Garage Building TimeWhen is the best time of the year to build your new garage? That depends on several factors, of course. The most restrictive part of your garage building effort is probably going to be the concrete that you use for your footings, foundation and parking slab. Concrete has particular curing conditions that will give you optimal results. According to the Portland Cement Association (PCA, www.cement.org, who would know better than an organization with cement in their url?) the best conditions for curing concrete are to keep its temperature between 50 and 75 degrees Fahrenheit (or about 10 and 24 degrees Celsius). When the temperature gets too hot the water in the concrete evaporates too quickly causing a poorer quality concrete. If the temperature drops below 50 degrees F during the curing period the hydration process slows down and your concrete stops gaining strength. A proper job of curing your concrete will improve its durability, strength and resistance to temperature extremes. You are also trying to keep the freshly poured concrete from drying out too rapidly. This can be helped by keeping a steady source of water on the concrete as it cures or covering it with plastic to reduce evaporation. The curing period generally takes about 5 to 7 days from the time you pour your concrete.

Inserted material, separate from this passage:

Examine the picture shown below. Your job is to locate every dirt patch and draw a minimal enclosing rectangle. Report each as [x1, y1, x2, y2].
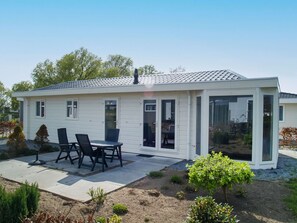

The PCA also tells us to expect some cracking to occur in the concrete because it does shrink a little as it dries. Expect about 1/16th of an inch shrinkage for every 10 feet of concrete poured. Your concrete contractor will know this and how to compensate for it so your slab doesn't end up looking like a desert lake bed during a drought. When you hear the concrete guys talking about a five sack (or bag) mix, they are talking about how many bags of portland cement are used to make a cubic yard of concrete. The PCA suggests that a good rule of thumb for quality concrete is to make sure your contractor (or you if you're doing it yourself) uses a six bag mix, or six bags of Portland cement per cubic yard of concrete. Other sources recommend a 5 or 5 1/2 sack mix, so it's probably a good idea to consult with your local concrete supplier. A sack of Portland cement (not the pre-mix concrete you might buy at your local Home Depot or Lowes) usually weighs about 94 lbs.
You've no doubt seen finished concrete surfaces that have flaked, or spalled. This can be caused by
- freezing and thawing of the concrete
- excess water in the mix
- finishing before excess surface water is gone
There is a type of Portland cement called air-entrained that contains microscopic air pockets which can reduce the effects of flaking due to the freezing cycle. Other additives can also be added to the concrete mixture to have the same effect. Ask your concrete supplier.
So there you have it, temperature is going to be the driving force behind your garage building schedule. Concrete pouring and curing are the most restrictive elements of the project. For most areas that means you are going to have your best luck with your garage building project during the spring and fall seasons. We'll discuss some other driving forces in your project in future posts.